周りが段々と賑やかになっている中、窓側で私と久我くんは疲れた表情をする。

こんなに早く終わるとは思ってなかったな...

久我くんは私の予想以上に活躍してた。少し大雑把だったけど、とても仕事が早かった。

「久我くんのおかげでこんなに早く終わったよ...本当にありがとう。」

「いやいや、俺は特に何もしてないよ。松田さんの方が頑張ってたよー」

そうにっこり笑顔で言った久我くん。

紳士だなぁ...完全に久我くんの方が明らかに数をこなしているのに...

「じゃあ、これを職員室に...」

「陸斗、今日のことで...」

久我くんの言葉を遮るように、誰かが久我くんに話しかけた。
声がした方を向くと、よく久我くんと一緒にいる男の子が、私を睨むように見ていた。

え、私何かしちゃった...?なんでこんなに睨んでるんだろう。

「あー、ごめん...松田さん、ちょっと俺コイツと話してくるね。
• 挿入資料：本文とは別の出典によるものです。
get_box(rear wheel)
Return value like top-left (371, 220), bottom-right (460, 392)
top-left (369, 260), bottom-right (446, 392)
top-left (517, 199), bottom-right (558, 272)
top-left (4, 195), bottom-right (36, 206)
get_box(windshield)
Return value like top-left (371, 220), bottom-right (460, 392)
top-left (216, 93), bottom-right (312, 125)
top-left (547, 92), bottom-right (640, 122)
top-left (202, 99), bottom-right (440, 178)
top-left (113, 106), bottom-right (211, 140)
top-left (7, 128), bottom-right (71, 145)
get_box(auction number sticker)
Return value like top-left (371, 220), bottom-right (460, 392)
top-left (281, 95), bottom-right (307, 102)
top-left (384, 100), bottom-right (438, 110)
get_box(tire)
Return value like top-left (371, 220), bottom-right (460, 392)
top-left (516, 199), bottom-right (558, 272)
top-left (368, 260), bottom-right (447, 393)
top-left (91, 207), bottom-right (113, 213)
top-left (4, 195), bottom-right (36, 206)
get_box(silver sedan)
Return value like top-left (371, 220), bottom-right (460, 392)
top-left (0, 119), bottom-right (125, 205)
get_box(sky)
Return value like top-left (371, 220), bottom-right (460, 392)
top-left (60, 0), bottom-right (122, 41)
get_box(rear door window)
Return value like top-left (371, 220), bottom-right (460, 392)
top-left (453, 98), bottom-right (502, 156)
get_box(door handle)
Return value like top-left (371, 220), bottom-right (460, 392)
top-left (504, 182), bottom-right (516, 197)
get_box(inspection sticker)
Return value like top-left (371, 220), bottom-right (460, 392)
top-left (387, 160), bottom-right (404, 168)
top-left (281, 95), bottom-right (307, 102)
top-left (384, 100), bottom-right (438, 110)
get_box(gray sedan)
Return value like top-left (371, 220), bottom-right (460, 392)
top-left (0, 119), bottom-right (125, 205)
慶(ケイ)、お前は睨むのやめなさい。このプリント、ひとりで職員室運べそう?」

「あ...うん!全然大丈夫!ここまで手伝ってくれてありがとう!」

私はプリントの束を持ち、急いでその場から離れる。

...ふぅ、怖かった、

あの人は、確か桐谷 (キリヤ )君。私よりは大きいが、少し小柄で、いつもひとりでいるイメージ。まぁ、私も他人のこと言えないんだけどね...
それと、桐谷くんはマスクと前髪で顔完全に隠れてて、1年生から一緒だったんだけど顔は見たことがないんだよね。

まぁ、とりあえずこれを職員室に持っていこう。

職員室のドアの前に立ち、今日2度目のコンコンコン、と3回ノックして、扉を開ける。

「2年の松田です。酒井先生...」

「おぉ!松田!待ってたぞ!」

案外近くにいたのか、私が言い終わるより先に反応した酒井先生。

「これ。しっかり久我くんとやっておきましたよ。」

「本当に助かる...ありがとう!久我にも後で感謝しないとなぁ...」

そう言って、私が持っていたプリントの束を軽々と受け取り持ち上げた。

少し重かったのに...こんな軽々と持ち上げるなんて...

「じゃあ、あとは国語のノートだけだなぁー。頼んだぞ!松田!」

「はい。分かりました。それじゃあ、失礼します。」

そう言って職員室を後にする。

時間もあまり無いから、急いで教室に戻ろう。

「わっ...!」

急いで戻ろうとしたので、周りを確認していなかったからか、曲がり角で誰かとぶつかってしまう。